Mary Anning’s story has inspired many, and as we try to encourage more girls to get involved with STEM subjects, it’s an important one to share. Her achievements are truly remarkable and worthy of celebrating, and yet many people have never heard of her. The Mary Anning Rocks campaign wants to fix this by building a statue of Mary in her hometown of Lyme Regis. The fundraiser was started by eleven year old Evie and her family, and has already gained the support of Sir David Attenborough, and many respected palaeontologists such as Dr. Susannah Maidment at the National History Museum. A statue would be a great way to pay homage to one of the most important historical figures in geology, and the media attention surrounding the campaign will hopefully spread Mary’s story to new people. If you would like to donate to the campaign and get a snazzy Mary Anning inspired t-shirt (the Game of Thrones one is my favourite and made an excellent Christmas present) head over to the donation page, by clicking here.

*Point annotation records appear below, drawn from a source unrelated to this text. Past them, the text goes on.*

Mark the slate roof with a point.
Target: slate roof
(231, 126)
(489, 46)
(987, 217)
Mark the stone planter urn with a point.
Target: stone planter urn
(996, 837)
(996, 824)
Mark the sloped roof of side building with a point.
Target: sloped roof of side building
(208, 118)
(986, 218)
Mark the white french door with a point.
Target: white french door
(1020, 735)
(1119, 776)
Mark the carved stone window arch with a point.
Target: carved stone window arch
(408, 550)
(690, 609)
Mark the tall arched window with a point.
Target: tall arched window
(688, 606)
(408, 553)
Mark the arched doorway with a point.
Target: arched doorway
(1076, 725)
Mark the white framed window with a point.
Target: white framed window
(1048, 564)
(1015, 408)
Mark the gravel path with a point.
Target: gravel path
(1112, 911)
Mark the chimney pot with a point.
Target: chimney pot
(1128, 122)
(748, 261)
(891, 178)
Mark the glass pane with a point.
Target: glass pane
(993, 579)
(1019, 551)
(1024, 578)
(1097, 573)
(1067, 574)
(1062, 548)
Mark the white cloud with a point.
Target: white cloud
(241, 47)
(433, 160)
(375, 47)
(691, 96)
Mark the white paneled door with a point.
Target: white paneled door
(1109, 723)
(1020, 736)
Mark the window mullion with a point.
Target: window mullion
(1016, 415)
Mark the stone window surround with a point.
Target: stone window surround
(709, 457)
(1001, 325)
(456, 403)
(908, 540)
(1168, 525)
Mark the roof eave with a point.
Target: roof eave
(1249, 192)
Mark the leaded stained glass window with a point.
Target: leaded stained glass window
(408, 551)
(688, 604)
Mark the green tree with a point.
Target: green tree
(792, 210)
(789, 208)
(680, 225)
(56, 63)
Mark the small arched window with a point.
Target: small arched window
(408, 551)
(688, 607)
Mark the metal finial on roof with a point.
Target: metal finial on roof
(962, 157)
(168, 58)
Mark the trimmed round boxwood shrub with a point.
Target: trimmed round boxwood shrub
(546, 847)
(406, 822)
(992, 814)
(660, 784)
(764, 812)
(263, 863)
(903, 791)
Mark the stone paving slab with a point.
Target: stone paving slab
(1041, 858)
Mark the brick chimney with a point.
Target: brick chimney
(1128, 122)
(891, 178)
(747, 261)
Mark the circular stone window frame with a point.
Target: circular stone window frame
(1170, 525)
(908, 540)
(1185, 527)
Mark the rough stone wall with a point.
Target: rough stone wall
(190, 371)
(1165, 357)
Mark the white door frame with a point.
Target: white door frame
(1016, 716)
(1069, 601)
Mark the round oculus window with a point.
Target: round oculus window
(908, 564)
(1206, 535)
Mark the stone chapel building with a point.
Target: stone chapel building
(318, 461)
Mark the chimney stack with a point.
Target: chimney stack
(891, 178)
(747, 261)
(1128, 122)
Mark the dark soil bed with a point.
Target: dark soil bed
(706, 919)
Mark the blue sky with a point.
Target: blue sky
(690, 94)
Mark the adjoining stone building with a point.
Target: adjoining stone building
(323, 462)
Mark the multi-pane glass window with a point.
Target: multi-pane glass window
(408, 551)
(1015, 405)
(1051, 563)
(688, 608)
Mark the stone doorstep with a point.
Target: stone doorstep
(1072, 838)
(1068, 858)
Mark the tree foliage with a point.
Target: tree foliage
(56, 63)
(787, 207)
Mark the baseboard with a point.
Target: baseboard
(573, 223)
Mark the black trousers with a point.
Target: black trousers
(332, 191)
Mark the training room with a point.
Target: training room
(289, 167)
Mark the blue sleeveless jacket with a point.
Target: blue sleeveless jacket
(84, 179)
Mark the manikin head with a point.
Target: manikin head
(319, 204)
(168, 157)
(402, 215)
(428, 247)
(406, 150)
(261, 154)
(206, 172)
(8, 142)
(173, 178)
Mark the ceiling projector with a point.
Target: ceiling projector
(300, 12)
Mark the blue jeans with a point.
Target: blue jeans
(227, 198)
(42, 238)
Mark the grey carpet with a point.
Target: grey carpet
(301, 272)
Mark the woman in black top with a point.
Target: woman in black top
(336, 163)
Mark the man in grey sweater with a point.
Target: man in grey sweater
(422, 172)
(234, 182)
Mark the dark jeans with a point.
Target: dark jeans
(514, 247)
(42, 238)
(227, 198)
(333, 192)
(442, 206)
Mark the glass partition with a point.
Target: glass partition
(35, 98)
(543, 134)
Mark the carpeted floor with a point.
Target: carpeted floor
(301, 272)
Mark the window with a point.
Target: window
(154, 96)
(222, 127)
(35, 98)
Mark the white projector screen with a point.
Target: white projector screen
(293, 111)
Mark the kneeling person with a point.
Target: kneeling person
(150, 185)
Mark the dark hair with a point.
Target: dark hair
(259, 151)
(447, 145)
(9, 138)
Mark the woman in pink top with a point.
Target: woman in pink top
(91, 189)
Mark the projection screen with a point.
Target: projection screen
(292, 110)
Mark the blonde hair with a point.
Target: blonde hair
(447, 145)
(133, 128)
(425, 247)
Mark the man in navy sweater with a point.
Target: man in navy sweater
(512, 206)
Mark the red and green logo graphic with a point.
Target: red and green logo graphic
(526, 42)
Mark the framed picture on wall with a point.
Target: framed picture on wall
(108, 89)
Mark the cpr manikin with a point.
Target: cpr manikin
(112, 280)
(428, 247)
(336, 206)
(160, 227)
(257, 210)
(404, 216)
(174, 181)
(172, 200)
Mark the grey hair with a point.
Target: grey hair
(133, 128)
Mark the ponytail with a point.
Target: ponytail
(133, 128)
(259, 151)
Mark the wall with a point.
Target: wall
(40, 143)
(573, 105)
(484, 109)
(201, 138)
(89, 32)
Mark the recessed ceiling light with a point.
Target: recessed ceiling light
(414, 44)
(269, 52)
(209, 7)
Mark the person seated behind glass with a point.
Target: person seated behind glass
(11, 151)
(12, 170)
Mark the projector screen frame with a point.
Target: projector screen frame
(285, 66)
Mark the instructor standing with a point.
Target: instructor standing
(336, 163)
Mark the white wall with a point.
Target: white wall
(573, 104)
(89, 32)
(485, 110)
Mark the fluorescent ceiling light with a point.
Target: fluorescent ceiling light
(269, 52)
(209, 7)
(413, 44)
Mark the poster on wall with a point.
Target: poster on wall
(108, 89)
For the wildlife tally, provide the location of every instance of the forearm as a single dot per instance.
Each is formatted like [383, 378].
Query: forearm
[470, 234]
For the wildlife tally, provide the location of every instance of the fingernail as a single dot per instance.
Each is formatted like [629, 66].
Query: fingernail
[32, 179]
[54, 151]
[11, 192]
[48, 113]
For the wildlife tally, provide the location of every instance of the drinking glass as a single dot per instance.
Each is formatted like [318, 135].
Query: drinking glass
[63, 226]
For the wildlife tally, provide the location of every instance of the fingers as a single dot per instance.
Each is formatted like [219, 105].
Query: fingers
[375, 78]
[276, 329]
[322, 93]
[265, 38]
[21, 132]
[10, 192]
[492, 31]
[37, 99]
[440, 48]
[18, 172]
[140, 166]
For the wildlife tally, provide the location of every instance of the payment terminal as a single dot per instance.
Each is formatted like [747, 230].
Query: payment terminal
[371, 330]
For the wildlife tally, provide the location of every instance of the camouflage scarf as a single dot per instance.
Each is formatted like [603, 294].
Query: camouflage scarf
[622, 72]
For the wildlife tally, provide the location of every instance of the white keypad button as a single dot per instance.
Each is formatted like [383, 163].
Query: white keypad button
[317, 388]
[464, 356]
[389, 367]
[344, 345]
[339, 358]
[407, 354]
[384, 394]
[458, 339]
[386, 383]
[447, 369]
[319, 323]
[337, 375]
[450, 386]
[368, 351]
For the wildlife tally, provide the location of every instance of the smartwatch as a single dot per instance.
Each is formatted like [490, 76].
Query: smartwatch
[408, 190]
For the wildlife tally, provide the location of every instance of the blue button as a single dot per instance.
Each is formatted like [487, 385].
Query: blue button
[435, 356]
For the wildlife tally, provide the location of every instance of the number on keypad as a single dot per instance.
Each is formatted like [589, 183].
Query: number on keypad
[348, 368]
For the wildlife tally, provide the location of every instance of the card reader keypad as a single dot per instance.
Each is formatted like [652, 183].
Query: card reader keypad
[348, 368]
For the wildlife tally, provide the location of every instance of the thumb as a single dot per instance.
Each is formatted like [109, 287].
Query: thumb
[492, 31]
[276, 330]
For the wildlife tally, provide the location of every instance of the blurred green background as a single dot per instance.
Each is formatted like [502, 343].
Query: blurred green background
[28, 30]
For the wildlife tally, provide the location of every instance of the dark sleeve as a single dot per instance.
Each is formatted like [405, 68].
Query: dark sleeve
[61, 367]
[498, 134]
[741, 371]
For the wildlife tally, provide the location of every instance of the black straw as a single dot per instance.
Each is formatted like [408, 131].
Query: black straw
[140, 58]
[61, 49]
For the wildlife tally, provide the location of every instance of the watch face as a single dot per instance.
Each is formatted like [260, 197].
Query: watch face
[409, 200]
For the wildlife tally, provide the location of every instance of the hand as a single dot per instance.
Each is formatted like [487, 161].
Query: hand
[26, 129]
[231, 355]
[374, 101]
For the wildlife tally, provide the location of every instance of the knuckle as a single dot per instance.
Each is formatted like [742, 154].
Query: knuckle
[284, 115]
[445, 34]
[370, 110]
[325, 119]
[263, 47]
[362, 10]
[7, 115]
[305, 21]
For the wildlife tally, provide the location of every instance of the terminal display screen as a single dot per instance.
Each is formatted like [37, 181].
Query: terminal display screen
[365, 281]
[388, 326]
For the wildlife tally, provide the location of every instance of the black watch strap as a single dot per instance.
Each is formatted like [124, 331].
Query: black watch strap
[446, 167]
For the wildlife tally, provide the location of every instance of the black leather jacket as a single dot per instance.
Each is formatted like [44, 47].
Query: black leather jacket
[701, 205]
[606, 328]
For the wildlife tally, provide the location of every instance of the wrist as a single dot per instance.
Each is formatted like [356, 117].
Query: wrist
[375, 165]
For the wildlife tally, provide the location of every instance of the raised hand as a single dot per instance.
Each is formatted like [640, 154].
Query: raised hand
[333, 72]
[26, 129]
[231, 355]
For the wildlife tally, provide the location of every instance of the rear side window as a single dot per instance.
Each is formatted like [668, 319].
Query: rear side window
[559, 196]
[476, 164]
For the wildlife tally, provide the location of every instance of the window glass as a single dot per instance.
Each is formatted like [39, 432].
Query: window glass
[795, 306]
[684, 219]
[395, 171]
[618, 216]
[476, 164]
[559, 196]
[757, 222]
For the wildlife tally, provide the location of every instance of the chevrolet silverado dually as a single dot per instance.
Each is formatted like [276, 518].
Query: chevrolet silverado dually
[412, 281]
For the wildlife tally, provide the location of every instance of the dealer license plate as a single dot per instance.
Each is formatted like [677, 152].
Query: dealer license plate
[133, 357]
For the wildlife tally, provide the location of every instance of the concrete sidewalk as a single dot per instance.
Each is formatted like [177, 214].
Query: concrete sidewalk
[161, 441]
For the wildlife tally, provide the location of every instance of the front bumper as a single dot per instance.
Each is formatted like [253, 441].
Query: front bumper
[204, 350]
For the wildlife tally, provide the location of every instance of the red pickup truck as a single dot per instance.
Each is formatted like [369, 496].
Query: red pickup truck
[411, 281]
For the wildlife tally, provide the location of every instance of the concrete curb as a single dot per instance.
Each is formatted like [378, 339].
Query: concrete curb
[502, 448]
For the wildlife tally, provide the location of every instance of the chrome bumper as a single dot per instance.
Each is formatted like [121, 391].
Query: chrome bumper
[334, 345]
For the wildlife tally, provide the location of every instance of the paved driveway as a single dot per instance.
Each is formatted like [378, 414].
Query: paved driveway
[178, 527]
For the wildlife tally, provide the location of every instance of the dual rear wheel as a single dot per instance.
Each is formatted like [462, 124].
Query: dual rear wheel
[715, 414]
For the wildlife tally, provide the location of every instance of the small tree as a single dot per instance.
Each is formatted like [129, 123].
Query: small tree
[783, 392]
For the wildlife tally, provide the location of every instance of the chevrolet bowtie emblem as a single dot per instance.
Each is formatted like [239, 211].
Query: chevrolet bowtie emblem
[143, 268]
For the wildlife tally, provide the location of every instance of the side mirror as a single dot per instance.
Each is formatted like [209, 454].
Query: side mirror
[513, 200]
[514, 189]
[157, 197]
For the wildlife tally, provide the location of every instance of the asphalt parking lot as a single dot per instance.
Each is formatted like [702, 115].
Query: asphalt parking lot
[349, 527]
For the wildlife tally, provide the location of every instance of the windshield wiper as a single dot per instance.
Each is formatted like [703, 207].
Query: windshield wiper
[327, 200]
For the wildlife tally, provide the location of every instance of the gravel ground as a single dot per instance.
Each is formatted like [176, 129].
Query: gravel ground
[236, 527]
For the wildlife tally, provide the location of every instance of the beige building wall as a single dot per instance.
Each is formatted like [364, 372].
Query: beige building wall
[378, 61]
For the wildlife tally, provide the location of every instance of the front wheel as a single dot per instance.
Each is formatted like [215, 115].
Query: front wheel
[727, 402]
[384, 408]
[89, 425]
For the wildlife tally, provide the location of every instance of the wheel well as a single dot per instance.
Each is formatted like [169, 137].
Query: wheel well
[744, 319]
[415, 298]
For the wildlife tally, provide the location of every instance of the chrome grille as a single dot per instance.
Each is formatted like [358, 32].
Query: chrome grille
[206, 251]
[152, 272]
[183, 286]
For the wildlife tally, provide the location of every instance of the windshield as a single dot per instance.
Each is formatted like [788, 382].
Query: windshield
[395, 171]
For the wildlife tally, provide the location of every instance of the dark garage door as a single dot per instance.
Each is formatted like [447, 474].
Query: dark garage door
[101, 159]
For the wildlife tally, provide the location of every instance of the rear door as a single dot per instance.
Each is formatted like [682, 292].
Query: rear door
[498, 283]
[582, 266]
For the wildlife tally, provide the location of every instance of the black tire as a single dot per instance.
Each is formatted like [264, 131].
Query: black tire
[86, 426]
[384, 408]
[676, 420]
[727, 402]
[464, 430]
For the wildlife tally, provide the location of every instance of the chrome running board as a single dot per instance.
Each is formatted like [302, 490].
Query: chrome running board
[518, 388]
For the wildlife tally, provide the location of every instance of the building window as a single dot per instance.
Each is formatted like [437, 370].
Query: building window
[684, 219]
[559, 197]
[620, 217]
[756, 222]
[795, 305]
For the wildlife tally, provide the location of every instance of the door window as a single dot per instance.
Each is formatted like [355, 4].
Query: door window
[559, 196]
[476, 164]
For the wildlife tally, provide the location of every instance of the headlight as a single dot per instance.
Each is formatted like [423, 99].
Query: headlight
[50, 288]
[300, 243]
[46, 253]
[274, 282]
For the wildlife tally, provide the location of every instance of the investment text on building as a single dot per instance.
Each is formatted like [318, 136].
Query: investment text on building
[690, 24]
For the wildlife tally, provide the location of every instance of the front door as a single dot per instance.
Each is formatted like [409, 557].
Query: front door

The Mary Anning Rocks campaign is particularly dear to my heart, not only because I get to study the same incredible marine reptiles as her for my Masters, but because the hard work of women like Mary paved the way for future generations of women in the geosciences, and they deserve recognition. We still have a long way to go, however: in 2016 only 10% of the most cited papers in major palaeontology journals were led by women, and palaeontological societies have far less female than male members – in 2013 only 23% of members to the Palaeontological Society were women.
Slowly but surely prehistoric attitudes towards women are changing as the dinosaurs are being replaced by more modern ideals
However, there is cause for hope: almost 50% of SVP (Society of Vertebrate Palaeontology) student members in 2016 were women, and even in the palaeontology research group here at Edinburgh we are predominantly female – although I am the only woman out of five doing a masters this year, seven out of the eight PhD students are women! It would seem that the main problem is keeping women in palaeontology as they progress through their careers, and the causes of this are likely symptomatic of our societal gender inequality. Nonetheless, the growing representation of women in the geosciences brings me hope for the future, as does the fact that I have never felt like my sex has held me back. In contrary to the plethora of horrifying stories you hear of women being sexually harassed and discriminated against in the workplace, I have been very fortunate to have found supportive mentors who do their utmost to encourage their students, and create a diverse and happy work environment. My male supervisors are all fantastic role models for the effort and kindness they show; they have never put me down, but have encouraged me and filled me with passion for the exciting research I get to do.
Slowly but surely prehistoric attitudes towards women are changing as the dinosaurs are being replaced by more modern ideals. I’d like to think that the combined efforts of movements like Women in STEM, Mary Anning Rocks and the open-minded thinking of people like my supervisors will lead us to a more tolerant and diverse future where your sex, gender, race, and sexual orientation are all secondary to your ability as a scientist. One day soon, university halls are going to be filled with the portraits of the great women that moved their fields forward just like Geikie and Holmes before them.